5.7. Summary

You should now understand how Elasticsearch breaks apart a field’s text before indexing or querying.

Text is broken into different tokens, and then filters are applied to create, delete, or modify these tokens:

Analysis is the process of making tokens out of the text in fields of your documents. The same process is applied to your search string in queries such as the match query. A document matches when its tokens match tokens from the search string.

Each field is assigned an analyzer through the mapping. That analyzer can be defined in your Elasticsearch configuration or index settings, or it could be a default analyzer.

Analyzers are processing chains made up by a tokenizer, which can be preceded by one or more char filters and succeeded by one or more token filters.

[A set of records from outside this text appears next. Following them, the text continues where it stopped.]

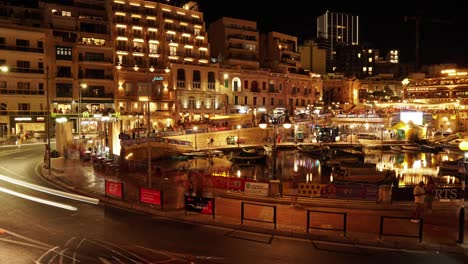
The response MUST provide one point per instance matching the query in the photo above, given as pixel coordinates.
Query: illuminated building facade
(150, 37)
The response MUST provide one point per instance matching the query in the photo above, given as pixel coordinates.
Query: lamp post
(149, 136)
(195, 128)
(238, 135)
(48, 120)
(275, 121)
(461, 225)
(82, 86)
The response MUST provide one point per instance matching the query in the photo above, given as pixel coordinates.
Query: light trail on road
(39, 200)
(49, 191)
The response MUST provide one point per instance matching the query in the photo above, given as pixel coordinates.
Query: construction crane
(418, 19)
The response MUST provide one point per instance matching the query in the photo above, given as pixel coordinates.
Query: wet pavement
(329, 219)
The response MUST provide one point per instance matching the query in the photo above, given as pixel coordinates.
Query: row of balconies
(154, 12)
(68, 94)
(21, 48)
(196, 85)
(242, 37)
(249, 57)
(135, 22)
(134, 9)
(21, 91)
(22, 112)
(26, 70)
(84, 57)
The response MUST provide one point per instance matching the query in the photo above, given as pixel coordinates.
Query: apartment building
(23, 82)
(149, 38)
(336, 29)
(80, 63)
(235, 42)
(279, 51)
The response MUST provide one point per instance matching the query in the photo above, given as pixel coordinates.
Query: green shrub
(54, 154)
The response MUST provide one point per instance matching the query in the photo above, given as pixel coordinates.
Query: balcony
(21, 48)
(26, 70)
(21, 91)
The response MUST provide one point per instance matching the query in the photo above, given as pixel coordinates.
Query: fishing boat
(311, 150)
(249, 156)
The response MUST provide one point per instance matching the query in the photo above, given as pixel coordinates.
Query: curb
(178, 215)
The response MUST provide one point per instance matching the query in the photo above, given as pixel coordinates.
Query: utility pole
(418, 19)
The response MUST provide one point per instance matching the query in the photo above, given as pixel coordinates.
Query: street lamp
(48, 120)
(82, 86)
(238, 135)
(275, 121)
(463, 146)
(195, 128)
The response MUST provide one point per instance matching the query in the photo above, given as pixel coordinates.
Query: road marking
(39, 200)
(48, 190)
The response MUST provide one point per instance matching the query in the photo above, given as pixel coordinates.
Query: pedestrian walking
(430, 195)
(419, 193)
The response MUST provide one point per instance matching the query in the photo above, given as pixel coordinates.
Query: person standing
(430, 194)
(419, 193)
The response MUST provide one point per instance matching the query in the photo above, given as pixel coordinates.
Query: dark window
(64, 53)
(196, 76)
(64, 89)
(180, 74)
(22, 43)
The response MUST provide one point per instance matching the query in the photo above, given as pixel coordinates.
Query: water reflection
(292, 166)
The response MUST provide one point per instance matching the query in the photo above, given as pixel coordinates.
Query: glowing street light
(195, 128)
(280, 120)
(238, 135)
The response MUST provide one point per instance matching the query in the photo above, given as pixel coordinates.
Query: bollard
(461, 226)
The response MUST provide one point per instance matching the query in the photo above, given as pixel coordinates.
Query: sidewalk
(440, 229)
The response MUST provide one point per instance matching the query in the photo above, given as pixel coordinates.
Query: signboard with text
(150, 196)
(256, 188)
(114, 189)
(200, 204)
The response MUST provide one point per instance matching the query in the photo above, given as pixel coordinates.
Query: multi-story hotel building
(23, 85)
(80, 63)
(118, 59)
(151, 37)
(235, 42)
(335, 29)
(279, 51)
(280, 84)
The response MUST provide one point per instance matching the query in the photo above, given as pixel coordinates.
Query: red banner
(150, 196)
(230, 183)
(114, 189)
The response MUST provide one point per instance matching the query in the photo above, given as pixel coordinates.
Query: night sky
(444, 29)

Char filters are used to process strings before passing them to the tokenizer. For example, you can use the mapping char filter to change “&” to “and.”

Tokenizers are used for breaking strings into multiple tokens. For example, the whitespace tokenizer can be used to make a token out of each word delimited by a space.

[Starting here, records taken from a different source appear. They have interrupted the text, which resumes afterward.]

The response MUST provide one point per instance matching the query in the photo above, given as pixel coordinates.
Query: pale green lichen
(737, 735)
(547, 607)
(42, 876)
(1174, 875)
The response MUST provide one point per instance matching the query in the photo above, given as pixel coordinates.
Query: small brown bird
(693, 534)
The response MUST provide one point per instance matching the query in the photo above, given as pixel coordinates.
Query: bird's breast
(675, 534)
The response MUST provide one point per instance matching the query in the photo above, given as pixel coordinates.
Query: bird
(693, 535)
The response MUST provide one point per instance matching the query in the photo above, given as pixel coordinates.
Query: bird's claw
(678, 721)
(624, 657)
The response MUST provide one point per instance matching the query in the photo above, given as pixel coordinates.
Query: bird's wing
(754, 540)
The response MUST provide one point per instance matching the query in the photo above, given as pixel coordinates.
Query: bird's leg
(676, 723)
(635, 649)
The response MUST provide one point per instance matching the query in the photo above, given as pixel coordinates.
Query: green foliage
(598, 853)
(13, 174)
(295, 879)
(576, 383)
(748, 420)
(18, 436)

Token filters are used to process tokens coming from the tokenizer. For example, you can use stemming to reduce a word to its root and make your searches work across both plural and singular versions of that word.

Ngram token filters make tokens out of portions of words. For example, you can make a token out of every two consecutive letters. This is useful when you want your searches to work even if the search string contains typos.

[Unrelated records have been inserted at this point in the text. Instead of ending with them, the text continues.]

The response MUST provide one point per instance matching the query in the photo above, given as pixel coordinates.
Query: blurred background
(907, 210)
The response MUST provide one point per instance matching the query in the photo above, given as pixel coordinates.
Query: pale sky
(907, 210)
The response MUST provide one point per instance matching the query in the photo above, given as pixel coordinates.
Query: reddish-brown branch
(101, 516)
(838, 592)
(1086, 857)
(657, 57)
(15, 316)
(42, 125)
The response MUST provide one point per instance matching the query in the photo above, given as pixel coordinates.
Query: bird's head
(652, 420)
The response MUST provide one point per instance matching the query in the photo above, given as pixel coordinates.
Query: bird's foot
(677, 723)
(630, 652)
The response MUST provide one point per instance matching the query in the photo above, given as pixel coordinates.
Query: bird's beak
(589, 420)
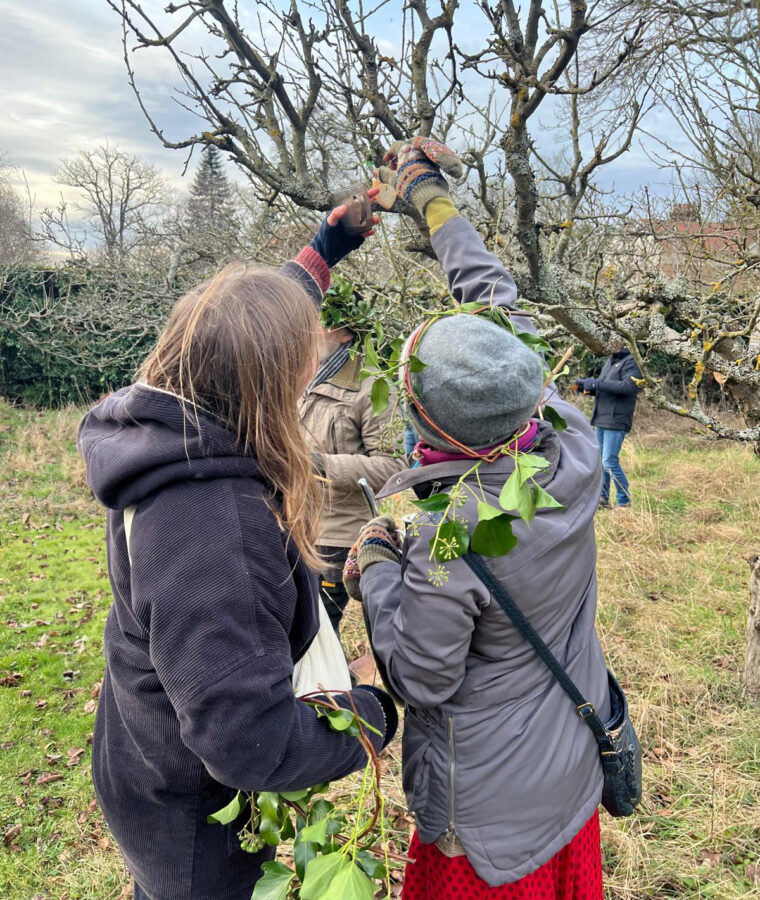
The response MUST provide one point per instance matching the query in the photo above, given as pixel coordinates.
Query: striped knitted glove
(378, 542)
(351, 575)
(414, 170)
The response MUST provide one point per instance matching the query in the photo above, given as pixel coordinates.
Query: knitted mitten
(414, 170)
(351, 575)
(332, 243)
(377, 543)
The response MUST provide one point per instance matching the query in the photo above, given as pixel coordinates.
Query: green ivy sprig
(338, 854)
(493, 534)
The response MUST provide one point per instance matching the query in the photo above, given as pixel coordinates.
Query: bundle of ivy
(338, 854)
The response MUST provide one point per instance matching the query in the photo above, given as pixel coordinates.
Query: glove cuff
(419, 182)
(375, 550)
(314, 266)
(438, 211)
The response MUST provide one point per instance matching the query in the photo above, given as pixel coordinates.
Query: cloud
(65, 88)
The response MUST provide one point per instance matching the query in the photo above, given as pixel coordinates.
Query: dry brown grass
(672, 613)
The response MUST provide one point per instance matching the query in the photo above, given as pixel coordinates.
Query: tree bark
(751, 677)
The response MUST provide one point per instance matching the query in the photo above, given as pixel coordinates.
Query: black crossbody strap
(584, 709)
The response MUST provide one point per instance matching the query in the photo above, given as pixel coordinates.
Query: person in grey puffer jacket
(502, 775)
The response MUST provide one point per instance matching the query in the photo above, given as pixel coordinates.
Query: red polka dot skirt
(575, 873)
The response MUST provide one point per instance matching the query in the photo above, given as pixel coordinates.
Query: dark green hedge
(45, 364)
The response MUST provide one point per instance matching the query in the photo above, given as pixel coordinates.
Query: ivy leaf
(230, 812)
(494, 537)
(340, 720)
(315, 833)
(275, 883)
(380, 395)
(534, 341)
(350, 884)
(518, 496)
(272, 820)
(320, 873)
(544, 500)
(370, 864)
(527, 466)
(451, 541)
(303, 853)
(287, 831)
(486, 511)
(370, 354)
(434, 503)
(554, 418)
(322, 788)
(320, 809)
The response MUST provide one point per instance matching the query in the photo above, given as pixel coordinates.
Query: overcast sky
(64, 87)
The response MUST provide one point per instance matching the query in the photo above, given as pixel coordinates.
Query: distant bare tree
(17, 245)
(305, 95)
(120, 201)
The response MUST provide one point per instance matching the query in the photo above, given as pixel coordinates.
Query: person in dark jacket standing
(212, 515)
(502, 776)
(614, 393)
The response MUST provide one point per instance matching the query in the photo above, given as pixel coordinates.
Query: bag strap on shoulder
(583, 708)
(129, 514)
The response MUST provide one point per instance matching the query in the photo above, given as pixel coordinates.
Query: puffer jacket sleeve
(474, 273)
(383, 453)
(626, 386)
(422, 633)
(220, 611)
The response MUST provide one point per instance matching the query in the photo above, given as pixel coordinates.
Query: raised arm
(474, 273)
(331, 244)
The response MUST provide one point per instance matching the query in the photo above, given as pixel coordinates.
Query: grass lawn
(673, 605)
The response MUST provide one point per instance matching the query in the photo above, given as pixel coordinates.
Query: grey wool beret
(480, 384)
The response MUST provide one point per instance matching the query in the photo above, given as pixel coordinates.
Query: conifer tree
(211, 222)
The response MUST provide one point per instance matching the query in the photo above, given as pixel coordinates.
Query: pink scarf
(428, 456)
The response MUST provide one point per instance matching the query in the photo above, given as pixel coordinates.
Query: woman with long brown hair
(212, 516)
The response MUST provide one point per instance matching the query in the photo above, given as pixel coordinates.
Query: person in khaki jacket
(347, 440)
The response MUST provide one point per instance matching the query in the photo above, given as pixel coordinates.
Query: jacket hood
(141, 439)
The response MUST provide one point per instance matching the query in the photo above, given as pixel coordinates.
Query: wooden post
(751, 677)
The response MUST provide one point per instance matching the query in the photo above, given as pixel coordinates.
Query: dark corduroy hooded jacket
(206, 622)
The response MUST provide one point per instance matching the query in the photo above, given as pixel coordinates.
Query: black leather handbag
(619, 748)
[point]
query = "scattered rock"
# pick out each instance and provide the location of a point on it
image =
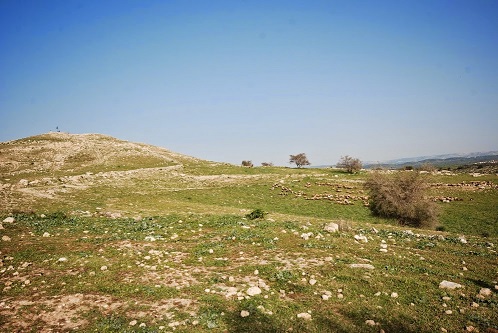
(244, 313)
(361, 238)
(304, 315)
(252, 291)
(331, 227)
(449, 285)
(365, 266)
(370, 322)
(485, 292)
(9, 219)
(307, 235)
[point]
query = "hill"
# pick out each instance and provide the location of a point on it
(464, 162)
(104, 235)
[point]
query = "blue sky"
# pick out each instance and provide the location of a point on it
(256, 80)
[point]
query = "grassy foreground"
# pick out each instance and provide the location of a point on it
(101, 235)
(197, 273)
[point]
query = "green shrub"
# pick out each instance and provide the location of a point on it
(256, 214)
(401, 196)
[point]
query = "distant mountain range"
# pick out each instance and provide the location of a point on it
(436, 160)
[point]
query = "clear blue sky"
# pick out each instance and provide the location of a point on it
(258, 80)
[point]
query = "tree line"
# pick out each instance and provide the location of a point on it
(350, 164)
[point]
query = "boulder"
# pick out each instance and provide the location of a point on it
(252, 291)
(9, 219)
(361, 238)
(365, 266)
(449, 285)
(331, 227)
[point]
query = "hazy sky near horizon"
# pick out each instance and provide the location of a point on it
(256, 80)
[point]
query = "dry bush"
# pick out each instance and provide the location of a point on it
(401, 196)
(247, 164)
(349, 163)
(299, 159)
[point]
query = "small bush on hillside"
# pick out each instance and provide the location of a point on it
(256, 214)
(401, 196)
(299, 159)
(349, 163)
(247, 164)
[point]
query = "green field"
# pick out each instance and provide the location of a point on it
(145, 240)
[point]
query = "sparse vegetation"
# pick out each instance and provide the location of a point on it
(350, 164)
(172, 247)
(256, 214)
(300, 160)
(401, 196)
(247, 164)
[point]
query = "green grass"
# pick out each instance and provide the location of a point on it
(413, 267)
(184, 240)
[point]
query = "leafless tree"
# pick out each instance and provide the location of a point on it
(299, 159)
(349, 163)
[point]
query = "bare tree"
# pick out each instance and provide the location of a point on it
(247, 164)
(349, 163)
(299, 159)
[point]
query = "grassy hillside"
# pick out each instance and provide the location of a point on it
(113, 236)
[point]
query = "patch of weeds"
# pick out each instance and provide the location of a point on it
(211, 315)
(318, 245)
(425, 244)
(256, 214)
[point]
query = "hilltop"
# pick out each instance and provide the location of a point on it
(104, 235)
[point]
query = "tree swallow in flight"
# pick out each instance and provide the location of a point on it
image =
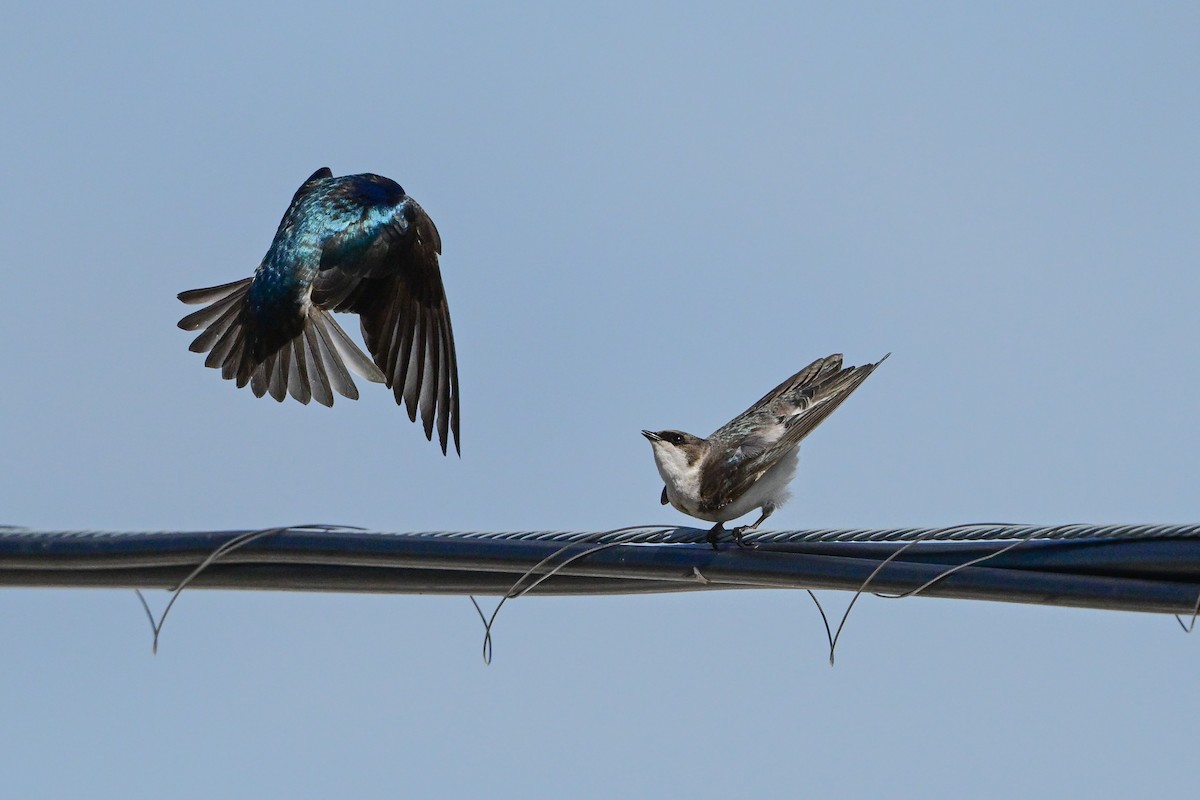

Edge ngrams are like ngrams, but they work only from the beginning or the end of the word. For example, you can take “event” and make e, ev, and eve tokens.

Shingles are like ngrams at the phrase level. For example, you can generate terms out of every two consecutive words from a phrase. This is useful when you want to boost the relevance of multipleword matches, like in the short description of a product. We’ll talk more about relevancy in the next chapter.